|RAO, SHYAMA PRASAD - University Of Missouri|
|XU, DONG - University Of Missouri|
|THELEN, JAY - University Of Missouri|
Submitted to: BMC Bioinformatics
Publication Type: Peer Reviewed Journal
Publication Acceptance Date: 7/29/2013
Publication Date: 10/13/2013
Publication URL: http://handle.nal.usda.gov/10113/58000
Citation: Rao, S.R., Xu, D., Thelen, J.J., Miernyk, J.A. 2013. Circles within circles: crosstalk between protein Ser/Thr/Tyr-phosphorylation and Met oxidation. BMC Bioinformatics. 14:S14.
Interpretive Summary: It is well-known that chemical modifications can control protein function. However the possible roles of interactions between different chemical modifications (crosstalk) in affecting protein function are not known. We have conducted an extensive mathematical and statistical analysis of protein sequences to assess the possibility of crosstalk between two distinct chemical modifications. The results indicate that there is the potential for protein chemical modification crosstalk in organisms representing all branches of the tree of life, from bacteria to man. Crosstalk is most likely in proteins involved with cellular signaling. Results from this study will be useful in understanding control of protein activity in crop plants, and will help to identify specific targets for modification by both breeders and molecular biologists. They will additionally be useful to scientists who study the effects of organ and tissue specialization in plant biology.
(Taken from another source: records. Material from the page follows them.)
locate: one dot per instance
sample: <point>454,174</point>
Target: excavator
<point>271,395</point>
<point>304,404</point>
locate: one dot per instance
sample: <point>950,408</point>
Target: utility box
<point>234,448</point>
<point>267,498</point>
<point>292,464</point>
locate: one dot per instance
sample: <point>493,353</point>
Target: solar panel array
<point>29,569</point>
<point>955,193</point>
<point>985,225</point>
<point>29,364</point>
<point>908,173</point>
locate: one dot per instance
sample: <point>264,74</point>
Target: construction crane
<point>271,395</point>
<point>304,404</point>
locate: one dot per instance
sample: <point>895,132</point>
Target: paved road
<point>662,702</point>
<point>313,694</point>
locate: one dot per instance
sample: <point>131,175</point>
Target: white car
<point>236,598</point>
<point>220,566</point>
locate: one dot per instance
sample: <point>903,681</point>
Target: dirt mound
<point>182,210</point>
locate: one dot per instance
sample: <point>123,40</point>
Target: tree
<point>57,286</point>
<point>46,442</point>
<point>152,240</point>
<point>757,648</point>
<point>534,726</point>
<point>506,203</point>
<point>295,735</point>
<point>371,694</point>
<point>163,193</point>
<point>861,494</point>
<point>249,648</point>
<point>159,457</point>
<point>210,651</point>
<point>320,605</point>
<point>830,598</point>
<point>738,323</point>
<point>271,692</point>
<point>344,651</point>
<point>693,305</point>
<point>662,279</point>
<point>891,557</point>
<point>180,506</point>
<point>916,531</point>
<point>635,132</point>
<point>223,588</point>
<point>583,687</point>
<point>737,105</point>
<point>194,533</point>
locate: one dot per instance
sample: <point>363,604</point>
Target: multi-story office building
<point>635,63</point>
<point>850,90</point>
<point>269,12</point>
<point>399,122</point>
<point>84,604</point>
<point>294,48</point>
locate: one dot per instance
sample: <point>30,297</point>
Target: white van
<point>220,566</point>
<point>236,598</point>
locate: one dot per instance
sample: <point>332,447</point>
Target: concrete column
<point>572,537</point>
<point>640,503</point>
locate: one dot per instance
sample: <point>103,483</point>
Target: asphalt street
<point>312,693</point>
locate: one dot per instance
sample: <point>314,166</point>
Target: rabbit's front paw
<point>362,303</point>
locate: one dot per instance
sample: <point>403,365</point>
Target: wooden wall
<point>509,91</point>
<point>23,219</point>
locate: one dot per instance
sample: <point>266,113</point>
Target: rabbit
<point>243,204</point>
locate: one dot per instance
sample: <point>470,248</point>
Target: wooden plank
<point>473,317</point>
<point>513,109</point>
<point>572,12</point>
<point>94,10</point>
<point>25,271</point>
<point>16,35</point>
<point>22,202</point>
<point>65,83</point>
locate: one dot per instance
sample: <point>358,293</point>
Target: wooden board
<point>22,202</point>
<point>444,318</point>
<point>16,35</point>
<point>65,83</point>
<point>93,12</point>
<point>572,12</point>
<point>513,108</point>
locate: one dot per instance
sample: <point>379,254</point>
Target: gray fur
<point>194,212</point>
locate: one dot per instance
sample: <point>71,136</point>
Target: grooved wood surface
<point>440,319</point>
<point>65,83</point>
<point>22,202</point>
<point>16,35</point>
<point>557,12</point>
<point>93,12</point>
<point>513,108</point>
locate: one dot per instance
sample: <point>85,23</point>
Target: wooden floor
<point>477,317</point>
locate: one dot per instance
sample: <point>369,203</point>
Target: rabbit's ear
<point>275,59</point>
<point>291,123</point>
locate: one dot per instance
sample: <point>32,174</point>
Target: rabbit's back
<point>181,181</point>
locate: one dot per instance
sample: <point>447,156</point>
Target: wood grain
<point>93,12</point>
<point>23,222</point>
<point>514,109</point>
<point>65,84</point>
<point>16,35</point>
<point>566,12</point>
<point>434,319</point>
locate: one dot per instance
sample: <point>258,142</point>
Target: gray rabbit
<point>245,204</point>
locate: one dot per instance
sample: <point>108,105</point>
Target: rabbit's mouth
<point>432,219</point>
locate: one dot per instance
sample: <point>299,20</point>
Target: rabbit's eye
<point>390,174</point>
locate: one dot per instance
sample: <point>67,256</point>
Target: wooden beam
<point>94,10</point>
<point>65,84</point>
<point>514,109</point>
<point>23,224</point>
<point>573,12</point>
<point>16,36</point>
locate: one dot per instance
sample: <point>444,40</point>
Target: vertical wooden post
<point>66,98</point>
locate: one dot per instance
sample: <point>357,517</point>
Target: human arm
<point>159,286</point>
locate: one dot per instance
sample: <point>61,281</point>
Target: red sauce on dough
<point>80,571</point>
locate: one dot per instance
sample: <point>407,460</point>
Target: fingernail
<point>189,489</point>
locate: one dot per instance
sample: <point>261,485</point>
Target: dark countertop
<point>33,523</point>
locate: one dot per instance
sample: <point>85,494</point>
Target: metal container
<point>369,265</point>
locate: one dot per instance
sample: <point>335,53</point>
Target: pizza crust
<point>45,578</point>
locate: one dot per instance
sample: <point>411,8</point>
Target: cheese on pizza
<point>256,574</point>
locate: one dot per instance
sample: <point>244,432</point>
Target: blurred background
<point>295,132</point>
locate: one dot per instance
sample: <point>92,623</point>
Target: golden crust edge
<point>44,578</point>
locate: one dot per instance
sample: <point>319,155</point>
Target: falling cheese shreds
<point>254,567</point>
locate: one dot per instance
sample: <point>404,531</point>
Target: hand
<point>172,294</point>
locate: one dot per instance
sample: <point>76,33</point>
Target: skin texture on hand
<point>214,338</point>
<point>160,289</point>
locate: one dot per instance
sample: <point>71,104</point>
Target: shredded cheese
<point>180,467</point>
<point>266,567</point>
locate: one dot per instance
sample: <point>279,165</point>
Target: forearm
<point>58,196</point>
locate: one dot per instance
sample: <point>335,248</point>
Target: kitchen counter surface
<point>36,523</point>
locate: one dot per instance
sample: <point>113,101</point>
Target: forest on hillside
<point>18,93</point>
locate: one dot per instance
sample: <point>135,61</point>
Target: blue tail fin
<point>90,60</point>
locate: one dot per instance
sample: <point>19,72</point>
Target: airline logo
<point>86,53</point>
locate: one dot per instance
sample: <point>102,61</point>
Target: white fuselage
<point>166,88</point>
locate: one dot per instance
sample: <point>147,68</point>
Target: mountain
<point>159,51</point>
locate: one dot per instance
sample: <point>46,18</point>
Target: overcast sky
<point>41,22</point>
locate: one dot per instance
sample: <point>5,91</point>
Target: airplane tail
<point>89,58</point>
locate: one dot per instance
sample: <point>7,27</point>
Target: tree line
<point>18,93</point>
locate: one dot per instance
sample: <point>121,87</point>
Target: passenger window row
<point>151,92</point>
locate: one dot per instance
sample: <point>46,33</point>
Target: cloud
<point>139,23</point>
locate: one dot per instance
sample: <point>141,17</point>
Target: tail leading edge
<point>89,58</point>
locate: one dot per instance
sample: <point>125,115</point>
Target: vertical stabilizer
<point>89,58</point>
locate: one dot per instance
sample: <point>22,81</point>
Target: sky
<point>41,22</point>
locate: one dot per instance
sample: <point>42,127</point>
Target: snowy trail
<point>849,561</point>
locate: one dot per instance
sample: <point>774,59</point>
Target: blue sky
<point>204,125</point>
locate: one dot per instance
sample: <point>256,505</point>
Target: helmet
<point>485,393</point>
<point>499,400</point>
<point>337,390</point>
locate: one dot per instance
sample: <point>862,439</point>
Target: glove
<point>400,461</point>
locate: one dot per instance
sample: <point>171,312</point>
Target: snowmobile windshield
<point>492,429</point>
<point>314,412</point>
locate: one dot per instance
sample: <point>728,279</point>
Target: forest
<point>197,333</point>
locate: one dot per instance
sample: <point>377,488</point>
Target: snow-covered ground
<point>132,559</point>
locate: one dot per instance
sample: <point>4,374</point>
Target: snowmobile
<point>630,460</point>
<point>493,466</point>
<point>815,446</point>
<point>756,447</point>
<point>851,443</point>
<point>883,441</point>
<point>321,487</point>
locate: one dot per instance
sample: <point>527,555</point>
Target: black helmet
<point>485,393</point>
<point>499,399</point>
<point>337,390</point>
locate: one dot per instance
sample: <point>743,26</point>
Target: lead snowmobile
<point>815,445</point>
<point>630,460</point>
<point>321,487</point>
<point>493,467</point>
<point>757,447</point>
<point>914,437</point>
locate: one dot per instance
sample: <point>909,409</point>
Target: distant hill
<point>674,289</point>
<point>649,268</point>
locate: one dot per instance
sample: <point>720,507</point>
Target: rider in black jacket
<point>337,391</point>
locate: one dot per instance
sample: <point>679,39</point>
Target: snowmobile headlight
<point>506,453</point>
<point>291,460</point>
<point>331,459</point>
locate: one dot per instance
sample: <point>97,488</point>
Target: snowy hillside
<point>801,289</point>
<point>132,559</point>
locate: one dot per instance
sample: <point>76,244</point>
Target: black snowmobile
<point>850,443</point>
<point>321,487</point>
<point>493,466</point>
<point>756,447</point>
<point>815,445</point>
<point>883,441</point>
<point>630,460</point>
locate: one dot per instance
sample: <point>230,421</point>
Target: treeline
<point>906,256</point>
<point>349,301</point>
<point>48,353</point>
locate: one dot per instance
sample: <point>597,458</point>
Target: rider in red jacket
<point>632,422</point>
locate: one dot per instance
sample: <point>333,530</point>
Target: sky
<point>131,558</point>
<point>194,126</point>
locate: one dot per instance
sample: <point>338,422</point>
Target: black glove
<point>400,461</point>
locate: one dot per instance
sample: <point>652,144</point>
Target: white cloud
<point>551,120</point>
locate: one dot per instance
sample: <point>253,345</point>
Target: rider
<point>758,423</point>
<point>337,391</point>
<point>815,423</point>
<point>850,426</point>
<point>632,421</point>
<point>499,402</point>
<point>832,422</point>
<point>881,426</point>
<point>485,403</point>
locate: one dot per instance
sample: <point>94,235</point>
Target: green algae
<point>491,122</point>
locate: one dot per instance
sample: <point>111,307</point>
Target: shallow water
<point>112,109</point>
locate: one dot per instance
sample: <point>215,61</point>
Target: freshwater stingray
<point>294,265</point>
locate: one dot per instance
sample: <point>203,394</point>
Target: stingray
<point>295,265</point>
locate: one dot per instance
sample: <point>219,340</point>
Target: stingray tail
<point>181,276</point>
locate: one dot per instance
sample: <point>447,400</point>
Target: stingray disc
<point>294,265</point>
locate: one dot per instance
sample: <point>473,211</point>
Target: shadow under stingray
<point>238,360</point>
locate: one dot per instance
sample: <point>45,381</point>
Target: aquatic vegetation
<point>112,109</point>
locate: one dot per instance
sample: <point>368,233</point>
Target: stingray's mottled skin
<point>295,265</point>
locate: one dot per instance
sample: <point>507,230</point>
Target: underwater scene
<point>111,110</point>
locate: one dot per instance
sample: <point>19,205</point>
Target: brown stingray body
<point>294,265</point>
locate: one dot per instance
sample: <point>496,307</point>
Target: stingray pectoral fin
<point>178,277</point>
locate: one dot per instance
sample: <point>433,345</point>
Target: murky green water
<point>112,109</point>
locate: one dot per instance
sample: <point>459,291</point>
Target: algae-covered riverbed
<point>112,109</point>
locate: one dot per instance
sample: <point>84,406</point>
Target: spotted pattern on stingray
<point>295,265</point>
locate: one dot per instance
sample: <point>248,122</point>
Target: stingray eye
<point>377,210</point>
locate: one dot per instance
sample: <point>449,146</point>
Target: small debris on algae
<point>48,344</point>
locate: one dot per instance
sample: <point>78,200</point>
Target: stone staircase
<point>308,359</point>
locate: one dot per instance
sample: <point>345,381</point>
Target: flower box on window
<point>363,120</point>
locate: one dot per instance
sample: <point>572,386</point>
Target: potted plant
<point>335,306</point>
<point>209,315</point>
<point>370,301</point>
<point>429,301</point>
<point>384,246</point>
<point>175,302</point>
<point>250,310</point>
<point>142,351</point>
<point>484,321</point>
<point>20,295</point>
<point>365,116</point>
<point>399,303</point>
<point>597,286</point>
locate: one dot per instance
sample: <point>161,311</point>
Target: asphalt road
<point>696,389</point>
Technical Abstract: Background: Reversible posttranslational protein modifications such as phosphorylation of Ser/Thr/Tyr and Met oxidation are critical for both metabolic regulation and cellular signalling. Although these modifications are typically studied individually, herein we describe the potential for cross-talk and hierarchical regulation. Results: The proximity of Met to Ser/Thr/Tyr within the proteome has not previously been addressed. In order to consider the possibility of a generalized interaction, we performed a trans-kingdom sequence analysis of known phosphorylation sites in proteins from bacteria, fungi, plants, and animals. The proportion of phosphorylation sites that include a Met within a 13-residue window centered upon Ser/Thr/Tyr is significantly less than the occurrence of Met in proximity to all Ser/Thr/Tyr residues. Met residues are present at all positions (-6 to +6, inclusive) within the 13-residue window that we have considered. Detailed analysis of sequences from eight disparate plant taxa revealed that many conserved phosphorylation 15 sites have a Met residue in the proximity. Results from GO enrichment analysis indicated that the potential for phosphorylation and Met oxidation crosstalk is most prevalent in kinases and proteins involved in signaling. Conclusion: The large proportion of known phosphorylation sites with Met in the proximity fulfils the necessary condition for cross-talk. Kinases/signalling proteins are enriched for Met around phosphorylation sites. These proteins/sites are likely candidates for cross-talk between oxidative signalling and reversible phosphorylation.